- Pectoralis Major :Trekt de armen naar voren en naar binnen, wat bijdraagt aan de neerwaartse beweging van de armen tijdens het klapperen.
- Latissimus Dorsi :Trekt de armen naar achteren en naar beneden, waardoor wordt bijgedragen aan de opwaartse beweging van de armen tijdens het klapperen.
- Serratus Anterior :Trekt de schouderbladen naar voren (trekt ze naar voren) en helpt de armen op te tillen tijdens het klapperen.
Gebruikte secundaire spieren:
- Deltoïden (anterieur, midden en posterieur) :Assisteren bij schouderflexie, abductie en extensie tijdens het flapperen.
- Trapezius (boven, midden en onder) :Assisteren bij het optillen, terugtrekken en indrukken van de schouder tijdens het flapperen.

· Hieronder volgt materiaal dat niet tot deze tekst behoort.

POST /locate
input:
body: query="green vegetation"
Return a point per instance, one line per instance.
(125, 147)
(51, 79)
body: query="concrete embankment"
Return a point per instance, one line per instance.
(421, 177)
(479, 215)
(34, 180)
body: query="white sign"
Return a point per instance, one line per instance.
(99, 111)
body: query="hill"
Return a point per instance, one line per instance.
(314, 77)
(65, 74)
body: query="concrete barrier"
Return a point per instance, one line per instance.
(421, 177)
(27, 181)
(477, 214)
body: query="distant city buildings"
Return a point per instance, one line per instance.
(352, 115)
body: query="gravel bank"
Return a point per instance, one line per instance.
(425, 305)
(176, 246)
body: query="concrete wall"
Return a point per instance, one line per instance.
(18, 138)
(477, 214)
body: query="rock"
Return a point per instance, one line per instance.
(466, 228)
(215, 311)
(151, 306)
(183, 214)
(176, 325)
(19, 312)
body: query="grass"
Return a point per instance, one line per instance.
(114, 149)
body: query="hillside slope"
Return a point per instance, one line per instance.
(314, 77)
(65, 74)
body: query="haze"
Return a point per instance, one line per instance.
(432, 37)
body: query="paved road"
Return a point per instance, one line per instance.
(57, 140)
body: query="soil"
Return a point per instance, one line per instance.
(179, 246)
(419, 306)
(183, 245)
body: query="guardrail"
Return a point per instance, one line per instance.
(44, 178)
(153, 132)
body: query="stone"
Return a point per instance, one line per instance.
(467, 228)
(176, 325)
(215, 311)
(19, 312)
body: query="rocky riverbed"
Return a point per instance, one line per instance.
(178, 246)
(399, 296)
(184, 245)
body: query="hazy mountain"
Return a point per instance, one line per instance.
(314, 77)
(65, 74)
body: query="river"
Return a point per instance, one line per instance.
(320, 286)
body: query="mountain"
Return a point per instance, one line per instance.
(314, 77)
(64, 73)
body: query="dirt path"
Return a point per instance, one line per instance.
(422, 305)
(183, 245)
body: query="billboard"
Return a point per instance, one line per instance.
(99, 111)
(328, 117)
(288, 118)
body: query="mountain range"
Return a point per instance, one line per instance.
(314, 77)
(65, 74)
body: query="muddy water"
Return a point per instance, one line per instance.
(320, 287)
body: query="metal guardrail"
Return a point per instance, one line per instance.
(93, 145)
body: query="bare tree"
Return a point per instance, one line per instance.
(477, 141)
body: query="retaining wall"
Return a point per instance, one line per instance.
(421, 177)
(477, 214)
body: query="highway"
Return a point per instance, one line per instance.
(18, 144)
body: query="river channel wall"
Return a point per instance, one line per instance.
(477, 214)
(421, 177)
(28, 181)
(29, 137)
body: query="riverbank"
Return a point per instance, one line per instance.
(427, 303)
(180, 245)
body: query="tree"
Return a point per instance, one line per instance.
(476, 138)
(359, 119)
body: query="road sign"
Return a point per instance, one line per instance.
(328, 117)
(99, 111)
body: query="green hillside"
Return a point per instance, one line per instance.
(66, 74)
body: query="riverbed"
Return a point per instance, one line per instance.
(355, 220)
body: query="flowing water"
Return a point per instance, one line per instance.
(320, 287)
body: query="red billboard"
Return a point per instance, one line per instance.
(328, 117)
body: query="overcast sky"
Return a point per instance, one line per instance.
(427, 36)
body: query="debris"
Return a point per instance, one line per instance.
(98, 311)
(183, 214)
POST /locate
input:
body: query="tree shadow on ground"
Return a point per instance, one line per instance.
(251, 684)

- Biceps Brachii :Helpt bij het buigen van de elleboog tijdens de neerwaartse beweging van het flapperen.
- Triceps Brachii :Helpt bij het strekken van de elleboog tijdens de opwaartse beweging van het klapperen.
- Onderarmspieren (Brachioradialis, Supinator, enz.) :Assisteren bij pols- en onderarmbewegingen tijdens het flapperen.
Het is vermeldenswaard dat het zwaaien met je armen effectief een gecoördineerde activering inhoudt van talrijke andere stabilisator- en synergetische spieren door het hele lichaam, vooral in de kern en de onderste ledematen, om het evenwicht en de houding tijdens de beweging te behouden.